Shooting back a queer look, Taleryth shrugs before remarking, "That's funny: a couple of days back the new Steward called me a fussy little man, now I'm a funny one. Back at the Citadel I was Taleryth Lanklimbs, and now it seems my current acting lord and a local midwife are competing to sneer down at me from a height…ah, but perhaps we who wear the chain of service are always apt to be regarded as small…"

Her queries seem to puzzle him, "Of course I am going to sup with the Steward and his Lady, or at least hang about while they eat; I usually dine separately in the Rookery, in point of fact, but what if one of the family were to be taken ill, or, perish the thought, poisoned? My presence is required, while my post lasts…" But his indignant explanation is already trailing away, as he floats a little closer. "Mistress Dorsey, your conversation has always been unconventional, but now it's bordering on vagary…are you…" He's struggling to keep concern wholly separate from his face and posture, "…in health?"

"If I am in health or not in health would you truly care?" Dania asks him. "My dear man, anything that comes out of mouth you will take offense to. But you are a funny little man. Many men are smaller than me," she points out. "As for the Rookery, that makes sense to me. I know your office and your station and your learning requires you to keep a distance, but there is no harm in speaking and talking shop so to speak." She smiles as she says this and the weariness is forcefully pushed aside. "They will need your presence, I am certain they will be facing a torrent of issues especially with what I have been hearing with the rumors." She smiles again. "So I will ask again would you like to break bread with me and talk of healing and theory? If not I do understand. But, also showing concern for a patient is not a bad thing, touch is not a bad thing. It brings healing. Holding a hand and offering that much comfort when you can even when there is naught you can do will not harm your standing. It will make it all the better."

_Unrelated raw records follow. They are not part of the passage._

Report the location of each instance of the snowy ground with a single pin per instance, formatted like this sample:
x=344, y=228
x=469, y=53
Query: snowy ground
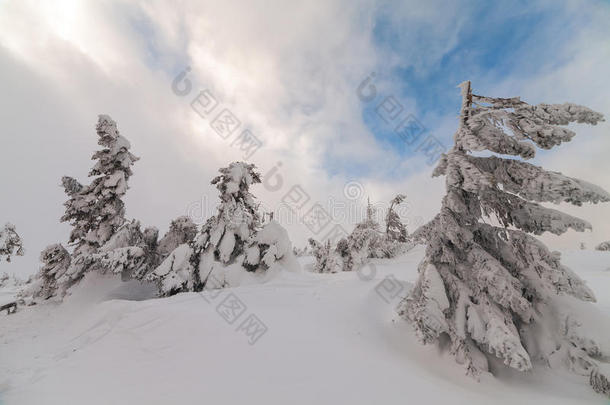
x=330, y=339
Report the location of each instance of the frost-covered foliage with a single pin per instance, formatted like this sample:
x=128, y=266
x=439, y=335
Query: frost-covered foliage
x=301, y=252
x=328, y=259
x=55, y=261
x=96, y=211
x=10, y=242
x=181, y=230
x=365, y=242
x=491, y=289
x=130, y=252
x=10, y=281
x=233, y=239
x=395, y=229
x=604, y=246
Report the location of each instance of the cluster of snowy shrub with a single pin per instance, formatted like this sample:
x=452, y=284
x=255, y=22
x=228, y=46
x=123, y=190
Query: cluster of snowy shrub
x=366, y=241
x=229, y=243
x=493, y=290
x=102, y=240
x=485, y=286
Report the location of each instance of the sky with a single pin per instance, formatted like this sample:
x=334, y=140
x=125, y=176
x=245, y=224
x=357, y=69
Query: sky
x=347, y=100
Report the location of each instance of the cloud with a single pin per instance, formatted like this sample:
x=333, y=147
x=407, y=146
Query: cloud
x=287, y=71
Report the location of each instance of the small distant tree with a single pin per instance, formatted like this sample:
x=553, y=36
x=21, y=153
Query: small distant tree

"I'm not a brute," Taleryth dissents with a fleeting frown, "and besides, as you must have noticed, I have ample pride in what I try to do. It's a noble calling, and it would be pretty ignoble of me to let you collapse by some noxious riverside, when your symptoms were becoming increasingly manifest - and with you being a healer of sorts yourself, too. I'd never live it down, and some ill natured rumourmonger would probably think to claim I'd been poisoning off the competition. So if you are ailing, mistress, I would rather be told!"

Hearing her out further, he can't seem to resist a quick laugh, but it is soon over in a businesslike way. "I don't know whether I'm going to be touching you all that soon, Mistress Dorsey, unless you confess to needing my help and oblige me to inspect you…and I am bound to return to the Tower forthwith and try and hash together some kind of report on the river-trade. But, in principle, another time, I would enjoy a proper talk by all means, if your wasting disease has not, by then, fully devoured you…contrary to your earlier implication, I do sometimes have a tipple, and can, on high days and holidays, be tracked to the Crane. For now - unless you need my services, of course - I must, however, bid you good day…"

"I will keep in touch with letters then and will see you soon. I need someone to converse with who speaks the same language as I do." Dania says to him as she bows her head. "I have just come from the Roost. It is why I am tired my dear. Go and may the gods bless you if you believe in them." She tells him. "I will see you again." She adds.